Personally, I think that if an animal's adopted or brought into your home, you have to deal with ALL of it's quirks and issues. You don't put it to sleep or get rid of it when it starts causing problems. Rats aren't all going to be sweet and nice - some take REAL work. Moreover, considering the fact that she's apparently not aggressive, but is just territorial, she needs to be spayed. That will help take the edge off of her bitting. But, since money is apparently an issue, I guess it's better just to get rid of the animal, huh? 

I see my animals as my children. If they need something, they get it - no matter what. I try until there are NO more options. 

It's easy for people to see animals as disposable objects, sadly.


----------



## twitch

Night said:


> Personally, I think that if an animal's adopted or brought into your home, you have to deal with ALL of it's quirks and issues. You don't put it to sleep or get rid of it when it starts causing problems. Rats aren't all going to be sweet and nice - some take REAL work. Moreover, considering the fact that she's apparently not aggressive, but is just territorial, she needs to be spayed. That will help take the edge off of her bitting.
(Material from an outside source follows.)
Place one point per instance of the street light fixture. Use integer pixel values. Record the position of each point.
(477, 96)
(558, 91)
But, since money is apparently an issue, I guess it's better just to get rid of the animal, huh?
> 
> I see my animals as my children. If they need something, they get it - no matter what. I try until there are NO more options.
> 
> It's easy for people to see animals as disposable objects, sadly.


what the F**K NIGHT!? do you think that option is easily come by?? do you think i just thought, hey, she bites, too much effort to deal with, might as well kill her!!??? for crying out load night think about you freaking words!! I view my pets as much my children as my human child too. but with human children we speak the same language and can have talks. with human adults that get this way they're locked up for hurting other people but that's not an option for rats who we don't speak the same language and jails aren't possbile. i DON'T want to kill her. i HAVE worked with her. but there's NOTHING more that i can do. a spay (and cheap at that) in my area is clsoe to $300 before taxes and that's if nothgin goes wrong or she needs extra meds. i just had 2 tumor removals and spent money on medications for foster. on top of that i've moved out and have not been able to replenish my vet fund like i used to be able to do. 
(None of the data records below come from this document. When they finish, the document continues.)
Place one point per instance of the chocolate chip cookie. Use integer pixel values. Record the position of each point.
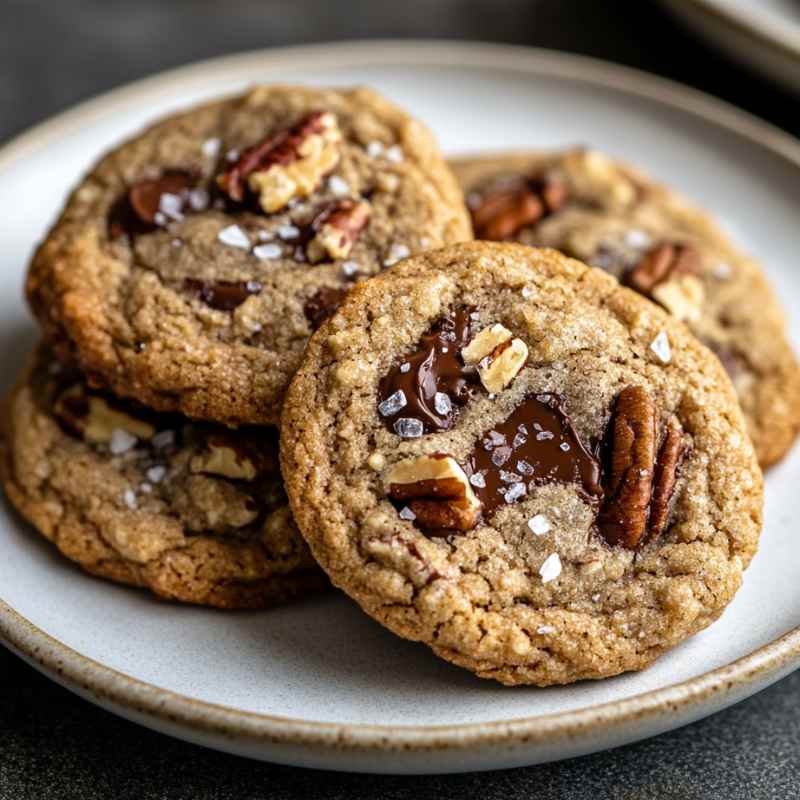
(192, 263)
(194, 511)
(608, 215)
(502, 453)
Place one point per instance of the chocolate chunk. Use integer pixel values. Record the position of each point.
(223, 295)
(323, 304)
(151, 204)
(422, 392)
(536, 444)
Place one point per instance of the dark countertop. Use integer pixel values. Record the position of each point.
(54, 745)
*takes a deep breath* but you know what, defending myself to you is useless. you already have a preconcived notion of me and you obvisously refuse to see things from any other point of view then your elitist one. so i will ask you kindly to refrain from replying to my posts. i know this is a forum with free speech and all that but if all you're going to say is hurtful spiteful things i would greatly appreicate it if you would just bite your tongue. if you want to speak poorly of me then talk to one of your friends about it but don't force your hurtful and hateful remarks to me directly anymore. its not something i feel i need to deal with with you. so, once again, please refrain from any further responses to me.


----------



## Sara_C

Stephanie if a rat rescue is aware that a rat is aggressive/unpredictable i hardly think they will adopt it out to a family with children. They probably won't adopt it out at all.


----------



## Night

I just think you're being little bit selfish. From what you've said, she's fantastic out of the cage - a great little rat! So, deal with her eccentricities - this really isn't much of a problem at all. If she's territorial in her cage, just work around it. Not as though you can't take her out of it.


----------



## twitch

selfish!?!??? how the heck am i being sefish??? what about this situation is me being selfish?? 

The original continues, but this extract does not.